What about buckwheat? How much protien is in that? I've grown that before as cover crop, if I let it go to seed can I use that to supplement in the winter?

I'm jsut considering options here should TSHTF.


----------



## beaglebiz (Aug 5, 2008)

I forgot to mention Nickie...I feed my eggshells back to the chickens...some folks give oyster shell or other types of calcium, but my ladies seem to do fine with the shells and the varied diet they get


----------



## RebelDigger (Aug 5, 2010)

beaglebiz said:


> I forgot to mention Nickie...I feed my eggshells back to the chickens...some folks give oyster shell or other types of calcium, but my ladies seem to do fine with the shells and the varied diet they get


Ditto. All the extra calcium mine get as well. Just praying TS don't HTF until the puppy grows up so they can free range.

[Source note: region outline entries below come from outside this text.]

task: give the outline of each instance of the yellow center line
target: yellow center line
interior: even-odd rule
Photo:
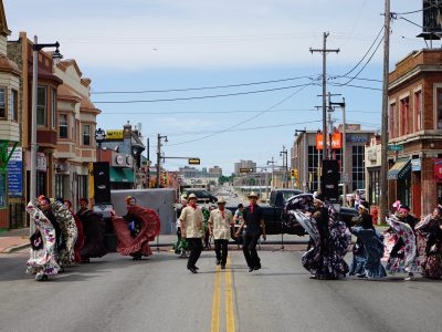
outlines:
[[[230,257],[228,257],[225,270],[225,331],[234,332],[234,313],[233,313],[233,291],[232,291],[232,276],[230,272]]]
[[[220,331],[220,298],[221,298],[221,269],[217,267],[217,279],[213,291],[212,325],[211,332]]]

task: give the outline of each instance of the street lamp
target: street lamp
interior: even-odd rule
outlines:
[[[52,53],[52,59],[55,61],[63,58],[60,53],[60,43],[53,44],[39,44],[36,35],[34,37],[34,44],[32,46],[33,51],[33,60],[32,60],[32,112],[31,112],[31,184],[30,184],[30,200],[36,198],[36,91],[39,84],[39,52],[44,48],[55,48],[55,51]],[[30,231],[33,234],[32,224],[30,227]]]
[[[106,132],[102,128],[95,131],[95,142],[98,143],[98,162],[102,160],[102,143],[106,141]]]

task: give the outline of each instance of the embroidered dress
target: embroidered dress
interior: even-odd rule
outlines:
[[[337,212],[332,205],[322,208],[319,215],[309,218],[304,214],[311,210],[312,199],[307,196],[296,198],[286,206],[288,218],[295,217],[311,235],[314,246],[304,253],[302,262],[316,279],[341,279],[348,272],[344,260],[350,245],[351,235],[343,221],[338,221]],[[292,209],[295,209],[292,211]]]
[[[442,277],[442,230],[440,222],[430,215],[415,227],[419,255],[423,257],[421,273],[429,279],[441,279]]]
[[[382,278],[387,276],[381,264],[383,257],[383,236],[376,229],[354,227],[351,232],[358,238],[359,248],[354,256],[350,276]]]
[[[399,220],[398,217],[391,216],[387,218],[387,222],[396,234],[396,243],[401,238],[404,246],[400,248],[398,253],[394,253],[388,258],[386,269],[390,274],[403,273],[403,272],[417,272],[419,264],[415,261],[415,237],[410,225]]]
[[[75,219],[71,211],[60,201],[51,203],[54,214],[62,232],[62,245],[59,246],[57,261],[62,267],[70,266],[74,260],[74,247],[78,236]]]
[[[56,274],[60,270],[59,264],[55,261],[55,230],[51,221],[44,216],[44,214],[33,206],[30,201],[27,206],[27,212],[29,214],[31,221],[36,226],[36,230],[40,231],[43,246],[40,249],[30,249],[30,258],[27,262],[27,273],[29,274]],[[35,246],[36,247],[36,246]]]
[[[130,234],[127,220],[137,220],[139,225],[137,231]],[[117,236],[117,251],[123,256],[145,256],[151,255],[149,241],[152,241],[160,230],[158,215],[147,208],[139,206],[128,206],[126,218],[113,217],[115,234]]]

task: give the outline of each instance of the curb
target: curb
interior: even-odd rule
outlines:
[[[17,245],[17,246],[12,246],[12,247],[4,249],[0,253],[12,253],[12,252],[20,251],[20,250],[29,248],[29,247],[31,247],[31,243]]]

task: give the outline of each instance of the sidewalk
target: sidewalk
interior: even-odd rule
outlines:
[[[29,228],[12,229],[0,232],[0,253],[10,253],[29,246]]]

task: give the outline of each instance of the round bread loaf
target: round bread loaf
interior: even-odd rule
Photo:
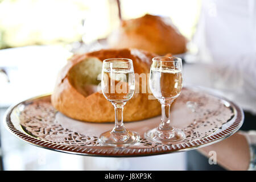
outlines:
[[[172,24],[170,18],[146,14],[143,17],[123,20],[108,38],[112,48],[144,49],[160,55],[180,54],[186,51],[186,38]]]
[[[144,92],[142,84],[143,77],[150,72],[151,59],[155,56],[158,55],[136,49],[102,49],[74,56],[59,74],[51,96],[52,104],[58,111],[75,119],[114,122],[113,106],[100,90],[97,91],[101,82],[99,75],[104,59],[128,58],[133,60],[135,75],[142,76],[135,78],[135,93],[125,106],[123,121],[139,121],[159,115],[160,104],[156,99],[150,99],[152,95],[148,89]],[[147,81],[146,85],[147,88]]]

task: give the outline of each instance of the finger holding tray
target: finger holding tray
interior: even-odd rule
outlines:
[[[19,138],[38,147],[73,154],[104,156],[147,156],[180,152],[222,140],[242,126],[241,109],[225,98],[193,88],[184,88],[171,110],[174,126],[186,138],[177,143],[150,142],[144,133],[159,124],[159,116],[126,123],[141,136],[138,143],[119,148],[102,146],[100,135],[113,123],[92,123],[69,118],[57,111],[46,95],[23,101],[9,108],[6,126]]]

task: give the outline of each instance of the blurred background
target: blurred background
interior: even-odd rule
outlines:
[[[119,2],[123,19],[146,14],[167,16],[188,39],[195,30],[200,9],[197,0]],[[67,59],[80,49],[101,48],[99,41],[119,23],[115,0],[0,1],[2,169],[185,169],[183,153],[123,159],[72,155],[31,146],[12,135],[3,125],[8,107],[51,92]]]
[[[214,56],[209,56],[212,55],[208,53],[209,49],[201,49],[199,51],[199,51],[202,46],[207,47],[205,46],[209,42],[204,40],[204,44],[201,47],[200,44],[197,46],[195,43],[199,39],[198,23],[204,20],[208,22],[207,19],[200,18],[202,14],[205,15],[204,18],[216,19],[219,15],[219,17],[221,17],[223,12],[226,13],[225,16],[227,17],[237,14],[241,15],[240,17],[244,18],[247,18],[247,16],[243,16],[245,13],[250,13],[248,17],[251,19],[249,20],[256,22],[255,9],[245,13],[236,9],[246,7],[246,10],[251,10],[252,7],[253,9],[255,3],[253,0],[246,1],[246,3],[238,0],[227,1],[230,5],[236,5],[230,10],[221,5],[220,1],[209,1],[206,4],[202,1],[0,0],[0,169],[187,169],[186,152],[135,158],[107,158],[69,155],[40,148],[26,143],[9,133],[3,126],[3,118],[6,109],[11,105],[34,96],[52,92],[59,71],[73,54],[104,48],[105,39],[120,24],[120,12],[123,20],[141,17],[146,14],[170,18],[180,33],[188,40],[187,52],[182,55],[187,65],[187,68],[184,67],[185,83],[217,88],[220,94],[226,93],[225,95],[230,99],[238,98],[230,94],[233,92],[230,90],[224,90],[228,91],[226,92],[220,90],[228,82],[229,84],[233,84],[233,87],[230,87],[231,90],[238,89],[238,92],[242,94],[243,92],[241,88],[245,88],[243,80],[240,77],[236,79],[236,77],[235,80],[232,80],[233,82],[230,83],[230,76],[226,74],[226,82],[216,81],[220,80],[221,76],[216,77],[217,75],[210,75],[216,73],[216,69],[212,70],[212,67],[209,68],[209,66],[202,66],[199,64],[210,63]],[[216,6],[216,1],[218,2],[220,6]],[[252,16],[250,15],[253,15]],[[229,19],[227,20],[229,21]],[[243,22],[242,18],[238,18],[237,20],[240,23]],[[213,30],[214,24],[213,27]],[[251,28],[248,27],[243,26],[245,30]],[[251,28],[250,30],[255,30],[255,26]],[[225,28],[218,30],[230,32]],[[197,34],[196,34],[196,31]],[[200,32],[199,35],[205,37],[212,36],[205,34],[206,32]],[[217,36],[213,35],[212,38],[214,39]],[[245,39],[242,36],[241,39]],[[229,44],[237,45],[233,41],[229,42]],[[242,47],[244,47],[243,45],[245,44],[240,44]],[[210,46],[209,48],[212,48]],[[236,50],[237,48],[234,49]],[[230,52],[228,56],[232,53]],[[188,66],[189,63],[199,63],[196,69],[201,72],[198,72],[196,75],[193,64]],[[222,72],[226,73],[225,71]],[[195,77],[191,76],[193,75]],[[206,77],[209,80],[200,81],[202,77]],[[251,90],[250,93],[254,93],[253,90]],[[254,107],[256,106],[256,102],[250,98],[249,100],[250,104],[247,104],[247,105],[243,105],[242,102],[241,104],[251,111],[253,110],[251,108],[255,108]]]

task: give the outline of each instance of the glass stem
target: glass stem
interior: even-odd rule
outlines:
[[[113,105],[115,108],[115,126],[111,131],[114,134],[123,134],[127,132],[123,123],[123,111],[125,103],[115,104]]]
[[[173,130],[172,124],[170,118],[171,105],[174,100],[167,102],[161,103],[162,118],[161,122],[158,126],[159,130]]]

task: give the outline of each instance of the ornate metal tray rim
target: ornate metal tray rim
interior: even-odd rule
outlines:
[[[187,88],[188,86],[186,86],[186,88]],[[197,88],[194,87],[191,88],[189,86],[188,88],[192,89],[193,90],[197,90]],[[200,90],[200,91],[202,92],[202,90]],[[234,122],[223,131],[218,133],[215,132],[212,135],[203,139],[196,139],[192,142],[187,142],[184,143],[174,143],[171,145],[149,148],[132,148],[132,147],[127,148],[126,147],[119,148],[104,146],[105,149],[102,149],[101,148],[102,148],[101,146],[81,147],[51,143],[37,137],[29,135],[25,131],[23,133],[14,126],[11,121],[10,115],[13,110],[17,106],[24,102],[49,96],[51,95],[51,93],[34,97],[10,106],[5,114],[4,118],[5,119],[4,119],[4,125],[15,136],[29,144],[46,149],[71,154],[102,157],[139,157],[183,152],[205,147],[223,140],[238,131],[243,124],[244,115],[242,109],[240,106],[225,98],[216,96],[208,91],[203,90],[203,92],[216,97],[222,101],[228,102],[230,104],[236,109],[235,113],[236,114],[236,118]],[[21,126],[19,126],[20,127],[20,129],[24,131]]]

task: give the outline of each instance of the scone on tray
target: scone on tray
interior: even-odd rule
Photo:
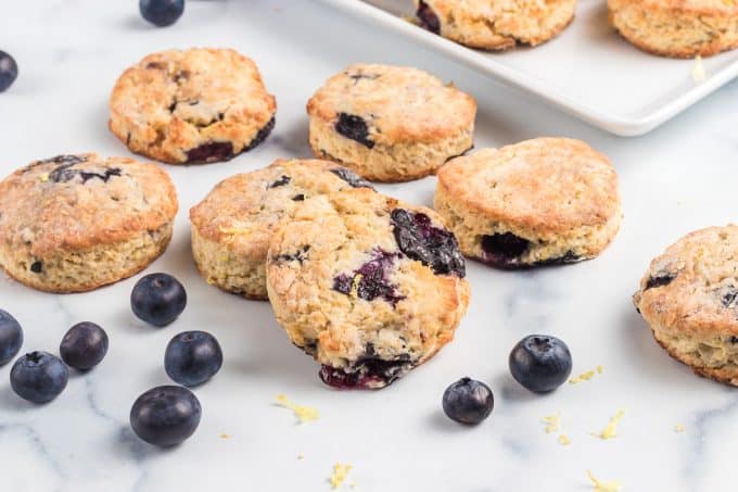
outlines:
[[[738,48],[734,0],[608,0],[610,23],[637,48],[663,56],[710,56]]]
[[[738,226],[676,241],[651,262],[633,301],[672,357],[738,386]]]
[[[618,176],[586,143],[537,138],[457,157],[438,173],[434,209],[466,256],[499,268],[597,256],[621,219]]]
[[[154,164],[93,153],[34,162],[0,182],[0,266],[48,292],[115,282],[164,252],[177,206]]]
[[[198,268],[228,292],[267,299],[267,247],[279,219],[298,202],[346,188],[371,185],[351,169],[318,160],[277,160],[222,180],[190,210]]]
[[[417,68],[357,64],[318,89],[307,113],[318,157],[396,182],[433,174],[468,151],[476,103]]]
[[[342,389],[383,388],[451,341],[465,275],[437,214],[366,189],[296,205],[267,257],[277,320]]]
[[[231,49],[145,56],[110,99],[110,128],[132,152],[169,164],[227,161],[262,143],[277,102],[256,64]]]
[[[574,18],[576,0],[415,0],[418,23],[470,48],[538,46]]]

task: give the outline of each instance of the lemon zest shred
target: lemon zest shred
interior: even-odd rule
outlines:
[[[317,409],[310,406],[297,405],[283,394],[277,395],[277,405],[291,409],[292,413],[295,414],[295,417],[297,417],[300,424],[317,420],[320,416]]]
[[[624,408],[621,408],[621,409],[619,409],[618,413],[610,419],[610,421],[609,421],[608,425],[605,427],[605,429],[602,429],[601,432],[599,432],[599,433],[593,432],[591,434],[593,434],[594,437],[600,438],[600,439],[602,439],[602,440],[605,440],[605,441],[607,441],[608,439],[613,439],[613,438],[618,437],[618,425],[619,425],[620,421],[623,419],[623,417],[625,417],[625,409],[624,409]]]
[[[346,477],[348,477],[348,472],[353,467],[351,465],[342,465],[340,463],[333,465],[333,474],[331,474],[331,477],[329,478],[331,482],[331,489],[338,489],[341,487],[344,480],[346,480]]]
[[[594,475],[591,475],[591,471],[589,470],[587,470],[587,477],[589,477],[589,481],[591,482],[595,492],[619,492],[623,488],[623,485],[616,480],[609,482],[602,482],[598,480]]]
[[[594,377],[595,377],[595,369],[587,370],[586,373],[582,373],[581,375],[578,375],[575,378],[571,378],[569,380],[569,383],[570,384],[577,384],[580,382],[588,381]]]

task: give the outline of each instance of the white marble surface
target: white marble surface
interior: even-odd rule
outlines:
[[[143,24],[136,3],[2,2],[0,49],[17,59],[22,74],[0,96],[2,174],[59,153],[128,155],[107,131],[109,91],[127,65],[170,47],[228,46],[253,56],[277,94],[277,128],[266,144],[232,162],[164,166],[178,185],[181,211],[169,250],[149,272],[176,275],[190,299],[168,328],[133,318],[135,279],[76,295],[0,279],[0,306],[23,324],[24,350],[55,352],[63,332],[80,320],[101,324],[111,337],[104,363],[73,376],[49,405],[17,399],[10,367],[0,368],[1,491],[323,491],[336,462],[354,465],[349,481],[359,491],[584,491],[587,468],[622,481],[624,490],[735,490],[738,393],[671,361],[629,298],[664,247],[691,229],[736,219],[737,83],[646,137],[622,139],[308,0],[190,1],[166,29]],[[471,264],[473,297],[456,341],[381,392],[345,393],[321,386],[317,366],[287,341],[268,304],[200,279],[187,212],[226,176],[277,156],[307,155],[306,100],[356,61],[416,65],[471,91],[480,102],[479,148],[539,135],[587,140],[618,167],[625,222],[612,247],[584,264],[524,273]],[[428,178],[381,188],[430,204],[433,187]],[[128,412],[139,393],[168,382],[164,346],[184,329],[215,333],[226,362],[196,389],[204,412],[198,432],[160,451],[135,438]],[[603,374],[547,396],[526,393],[511,380],[507,355],[531,332],[563,338],[575,373],[601,364]],[[487,381],[496,395],[492,417],[472,429],[447,420],[440,404],[445,387],[466,375]],[[316,406],[321,418],[295,425],[271,405],[278,393]],[[616,439],[589,434],[621,407],[628,413]],[[540,424],[557,411],[568,447]],[[677,424],[683,433],[674,431]]]

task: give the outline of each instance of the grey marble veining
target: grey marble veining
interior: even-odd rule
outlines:
[[[103,364],[75,373],[48,405],[17,399],[10,366],[0,368],[0,491],[325,491],[336,462],[354,465],[348,482],[357,491],[584,491],[587,469],[620,480],[625,491],[736,489],[738,393],[666,356],[631,295],[650,258],[679,236],[738,219],[738,83],[652,134],[623,139],[309,0],[190,1],[187,9],[177,25],[155,29],[135,1],[2,5],[0,49],[21,68],[0,96],[3,174],[59,153],[129,155],[107,130],[107,97],[126,66],[162,49],[239,49],[259,64],[279,110],[273,135],[253,152],[222,164],[163,165],[181,206],[173,243],[149,272],[176,275],[189,295],[170,327],[133,318],[128,295],[136,279],[50,295],[0,278],[0,307],[24,326],[25,351],[58,352],[65,330],[81,320],[99,323],[111,338]],[[386,390],[343,393],[321,386],[317,366],[289,343],[268,304],[202,281],[189,251],[188,211],[227,176],[307,155],[307,99],[357,61],[415,65],[473,93],[478,149],[540,135],[588,141],[618,168],[625,220],[591,262],[522,273],[470,262],[472,302],[454,343]],[[430,204],[434,186],[427,178],[379,188]],[[130,431],[128,412],[140,393],[168,382],[164,348],[186,329],[212,331],[225,364],[195,390],[203,405],[195,436],[156,450]],[[507,357],[532,332],[564,339],[575,374],[600,364],[603,373],[554,394],[526,392],[510,378]],[[467,375],[487,381],[496,396],[489,420],[473,429],[441,412],[446,386]],[[279,393],[317,407],[320,419],[295,425],[272,405]],[[627,414],[618,438],[593,437],[619,408]],[[542,418],[557,412],[569,446],[544,432]],[[675,432],[677,424],[684,432]]]

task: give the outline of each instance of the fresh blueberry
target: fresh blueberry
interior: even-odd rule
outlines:
[[[18,65],[13,56],[0,50],[0,92],[13,85],[18,76]]]
[[[176,23],[184,12],[184,0],[140,0],[143,18],[155,26],[166,27]]]
[[[15,361],[10,370],[10,384],[24,400],[46,403],[66,388],[69,369],[61,358],[48,352],[30,352]]]
[[[142,277],[130,293],[130,307],[140,319],[166,326],[177,319],[187,305],[184,287],[168,274]]]
[[[145,442],[166,447],[192,436],[201,416],[200,401],[192,391],[160,386],[136,399],[130,408],[130,427]]]
[[[479,424],[489,416],[495,398],[482,381],[461,378],[443,393],[443,411],[460,424]]]
[[[572,371],[572,354],[564,342],[548,335],[530,335],[510,352],[510,373],[523,387],[547,393]]]
[[[164,369],[183,386],[192,387],[215,376],[222,365],[218,341],[205,331],[184,331],[166,345]]]
[[[105,357],[107,333],[94,323],[78,323],[62,339],[59,353],[67,366],[89,370]]]
[[[0,366],[4,366],[23,345],[23,329],[21,324],[10,315],[0,310]]]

We are also planting field corn and purple hulls for them in the garden this year as I want to wean off store bought feed.


----------



## julieq (Oct 12, 2008)

We just purchased a few bags of layer crumble and cracked grains ahead last week as the prices are getting so high. But our chickens really prefer leftovers from our kitchen and don't go through too much crumble or scratch in a month (thankfully)! We have whole corn and other grains in long term storage for them.


----------



## PulpFaction (Jul 23, 2009)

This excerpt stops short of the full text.